Focus on the algorithms. Eliminate data cleansing by leveraging a continuously reliable data foundation for AI, machine learning & deep learning  


As a Data Scientist or Business Analyst, your job is to uncover insights from a massive ever-growing pool of uncorrelated data. You've created data lakes, data warehouses, marts and even tried tools that access that through virtualization. One thing you absolutely need is for any data that you process to be clean and reliable.

Dirty Data in the form of unreliable, duplicate, or fraudulent information, may have even a larger impact, as much as 3 trillion dollars! Whether those numbers are accurate is debatable. Closer to home for businesses, Experian estimates that, on average, U.S. organizations believe 32 percent of their data is inaccurate.

And that’s just the perception and impact of basic data quality (DQ). Even more critical, business decisions are made every day on uncorrelated data which may not be “dirty,” but missing key information that might have resulted in a better decision and outcome.

So naturally, Dirty Data is a major concern for both Data Scientists and Business Analysts alike. The Verge’s article titled “The biggest headache in machine learning?

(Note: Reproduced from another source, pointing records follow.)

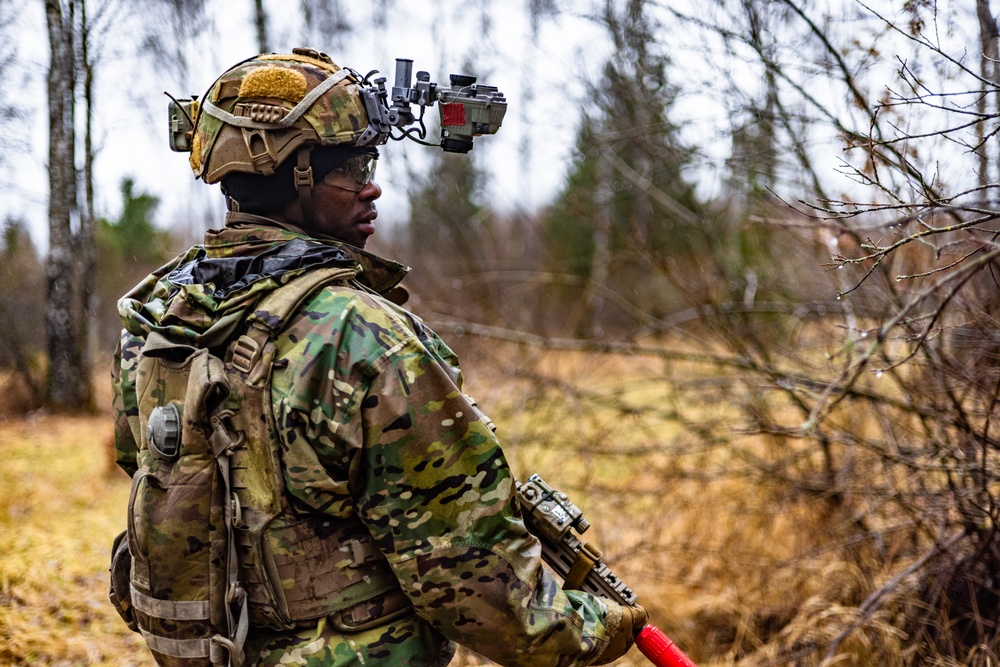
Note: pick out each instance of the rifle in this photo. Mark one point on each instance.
(552, 518)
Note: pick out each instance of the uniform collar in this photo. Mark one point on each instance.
(377, 273)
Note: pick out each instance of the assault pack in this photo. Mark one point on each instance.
(214, 544)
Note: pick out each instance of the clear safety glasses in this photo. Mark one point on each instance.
(354, 174)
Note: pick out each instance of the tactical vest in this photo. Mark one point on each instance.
(216, 544)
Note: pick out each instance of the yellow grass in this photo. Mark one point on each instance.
(60, 507)
(731, 570)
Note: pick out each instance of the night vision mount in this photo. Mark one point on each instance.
(467, 109)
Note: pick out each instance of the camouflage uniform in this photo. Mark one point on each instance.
(373, 422)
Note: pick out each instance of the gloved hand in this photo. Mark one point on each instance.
(620, 639)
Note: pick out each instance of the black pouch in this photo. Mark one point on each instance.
(119, 590)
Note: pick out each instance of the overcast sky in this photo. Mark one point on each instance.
(528, 156)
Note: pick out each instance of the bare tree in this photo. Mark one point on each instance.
(260, 23)
(68, 383)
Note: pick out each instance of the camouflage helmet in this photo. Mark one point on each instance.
(259, 113)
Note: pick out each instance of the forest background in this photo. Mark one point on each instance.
(752, 326)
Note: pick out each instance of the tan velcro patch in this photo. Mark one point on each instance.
(280, 82)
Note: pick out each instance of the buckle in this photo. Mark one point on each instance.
(303, 177)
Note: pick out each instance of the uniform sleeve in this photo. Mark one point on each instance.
(124, 405)
(369, 406)
(436, 492)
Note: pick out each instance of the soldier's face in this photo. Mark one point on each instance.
(344, 214)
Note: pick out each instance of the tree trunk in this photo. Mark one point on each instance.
(87, 242)
(68, 381)
(260, 22)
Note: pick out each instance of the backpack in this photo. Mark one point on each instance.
(182, 590)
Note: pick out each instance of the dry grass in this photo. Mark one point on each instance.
(60, 507)
(735, 571)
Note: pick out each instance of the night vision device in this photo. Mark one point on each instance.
(466, 110)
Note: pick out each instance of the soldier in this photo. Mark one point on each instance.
(397, 532)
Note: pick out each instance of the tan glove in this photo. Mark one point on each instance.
(631, 620)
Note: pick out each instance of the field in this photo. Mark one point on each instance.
(61, 504)
(731, 569)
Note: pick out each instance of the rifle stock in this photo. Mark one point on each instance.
(552, 518)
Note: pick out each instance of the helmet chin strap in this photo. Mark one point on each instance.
(304, 183)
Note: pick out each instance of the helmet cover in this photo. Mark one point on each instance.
(261, 111)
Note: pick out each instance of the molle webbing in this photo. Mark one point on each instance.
(295, 567)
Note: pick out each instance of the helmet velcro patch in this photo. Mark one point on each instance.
(279, 82)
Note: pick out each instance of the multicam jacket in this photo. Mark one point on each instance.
(373, 423)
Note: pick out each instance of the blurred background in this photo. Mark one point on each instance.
(727, 274)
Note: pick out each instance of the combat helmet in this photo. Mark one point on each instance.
(272, 108)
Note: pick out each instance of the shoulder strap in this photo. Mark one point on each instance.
(273, 311)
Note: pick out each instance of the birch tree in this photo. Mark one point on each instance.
(68, 378)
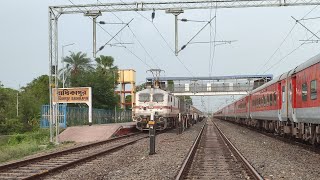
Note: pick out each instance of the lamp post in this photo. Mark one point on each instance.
(62, 56)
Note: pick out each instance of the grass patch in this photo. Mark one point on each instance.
(21, 145)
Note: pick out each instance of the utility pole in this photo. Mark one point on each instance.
(18, 101)
(153, 123)
(94, 15)
(176, 13)
(63, 70)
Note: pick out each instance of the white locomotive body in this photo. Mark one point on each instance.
(164, 105)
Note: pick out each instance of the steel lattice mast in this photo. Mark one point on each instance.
(56, 11)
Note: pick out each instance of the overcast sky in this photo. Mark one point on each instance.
(258, 31)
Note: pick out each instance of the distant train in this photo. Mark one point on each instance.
(287, 105)
(166, 108)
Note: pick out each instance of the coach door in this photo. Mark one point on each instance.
(292, 98)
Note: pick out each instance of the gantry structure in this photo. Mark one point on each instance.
(214, 85)
(95, 10)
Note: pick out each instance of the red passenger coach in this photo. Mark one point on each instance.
(242, 108)
(289, 104)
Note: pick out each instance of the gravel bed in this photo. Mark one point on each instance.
(58, 148)
(133, 161)
(272, 158)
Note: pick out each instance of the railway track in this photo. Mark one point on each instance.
(212, 156)
(41, 166)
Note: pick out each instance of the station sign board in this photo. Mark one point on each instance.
(73, 95)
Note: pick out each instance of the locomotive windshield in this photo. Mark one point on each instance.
(158, 97)
(144, 97)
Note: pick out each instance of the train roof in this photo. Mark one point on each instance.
(312, 61)
(155, 90)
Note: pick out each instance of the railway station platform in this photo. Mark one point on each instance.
(81, 134)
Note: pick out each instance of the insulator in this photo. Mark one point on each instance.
(153, 15)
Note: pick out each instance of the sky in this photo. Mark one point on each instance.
(259, 47)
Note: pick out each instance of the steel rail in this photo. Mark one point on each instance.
(63, 152)
(78, 161)
(248, 166)
(188, 160)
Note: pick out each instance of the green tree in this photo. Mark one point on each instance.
(128, 99)
(33, 96)
(187, 99)
(76, 64)
(9, 123)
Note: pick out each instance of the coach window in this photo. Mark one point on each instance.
(283, 93)
(304, 92)
(313, 90)
(144, 97)
(158, 97)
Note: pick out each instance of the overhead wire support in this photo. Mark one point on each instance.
(184, 46)
(310, 41)
(306, 19)
(103, 22)
(127, 25)
(305, 27)
(189, 20)
(206, 42)
(136, 36)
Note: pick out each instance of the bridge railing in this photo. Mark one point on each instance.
(240, 87)
(75, 116)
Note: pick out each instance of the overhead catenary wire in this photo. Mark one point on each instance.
(270, 58)
(274, 53)
(134, 35)
(210, 45)
(214, 40)
(166, 42)
(132, 53)
(305, 27)
(184, 46)
(291, 52)
(127, 25)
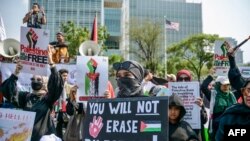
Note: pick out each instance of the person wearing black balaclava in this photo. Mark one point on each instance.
(40, 100)
(129, 77)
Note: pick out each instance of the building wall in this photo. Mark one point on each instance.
(82, 12)
(188, 15)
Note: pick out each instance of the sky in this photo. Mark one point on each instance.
(227, 18)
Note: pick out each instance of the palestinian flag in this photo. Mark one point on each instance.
(150, 126)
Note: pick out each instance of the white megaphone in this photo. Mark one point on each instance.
(9, 48)
(89, 48)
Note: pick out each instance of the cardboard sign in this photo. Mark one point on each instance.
(16, 124)
(188, 91)
(34, 54)
(127, 119)
(92, 77)
(221, 62)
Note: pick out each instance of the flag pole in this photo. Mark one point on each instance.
(165, 47)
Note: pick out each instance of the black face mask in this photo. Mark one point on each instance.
(128, 87)
(36, 85)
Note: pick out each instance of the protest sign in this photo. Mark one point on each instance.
(245, 72)
(92, 76)
(221, 62)
(188, 91)
(34, 54)
(16, 124)
(23, 82)
(127, 119)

Cleaning dirty data off the spreadsheets contains a humorous but no doubt close-to- home quote:

There’s the joke that 80 percent of data science is cleaning the data and 20 percent is complaining about cleaning the data,
— Kaggle founder and CEO Anthony Goldbloom (via The Verge)
At Reltio, we leverage machine learning in several ways, including:
  1. Continuously improving consistency, accuracy and manageability for better data quality (DQ), uncovering patterns, anomaly detection and assisting humans such as data stewards, to make their job more focused and efficient. Which in turn provides the continuously reliable data foundation for data science and business analysis.
  2. Enabling a seamless foundation for the generation of relevant insights and contextual recommended actions, which can be operationalized through data-driven applications.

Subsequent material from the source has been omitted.